At each step, the variable that minimizes the overall Wilks' Lamda is entered.
The next table shown below gives a summary of the variables in the analysis. The step at which they were entered is also shown along with other useful statistics.
The table below shows variables not in the analysis at each step. Note, at step 0, none of the variable was yet in the analysis. At step 1, English was entered and at step 2 Maths was entered.
The next two tables shown below gives the percentage of the variance accounted for by the one discriminant function generated. The significant of the function is also shown. Becuase there are two groups only one discriminant function was generated.

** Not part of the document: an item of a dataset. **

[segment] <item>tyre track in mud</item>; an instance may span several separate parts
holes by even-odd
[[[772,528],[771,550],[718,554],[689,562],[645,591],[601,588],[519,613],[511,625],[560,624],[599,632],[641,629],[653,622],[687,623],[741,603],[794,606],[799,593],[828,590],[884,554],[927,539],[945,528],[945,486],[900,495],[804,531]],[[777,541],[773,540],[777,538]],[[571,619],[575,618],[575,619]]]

The standardised conical discriminant function coefficients for the two variables in the analysis are shown on the table below.
The pooled within groups correlations between the discriminanting variables and the function is shown on the table below. It is clear from this output that the association between the variable Science and the discriminant function is very small.
The next table below shows the group centroids for each group. The group centroids are quite different for the two groups.
The last three tables from the output listing was generated from the optional selection of Summary table from the Classify options in the Discriminant Analysis dialog box. The last of the table provide an indication of the success rate for prediction of membership of the grouping variable's categories using the discriminant function developed from the analysis.
The last table shows that the Very Clever chidren are the more accurately classified with 93.8% of the cases correct. For the Just Clever children 71.4% of cases were correctly classified. Overall, 83.3% of the original cases was correctly classified.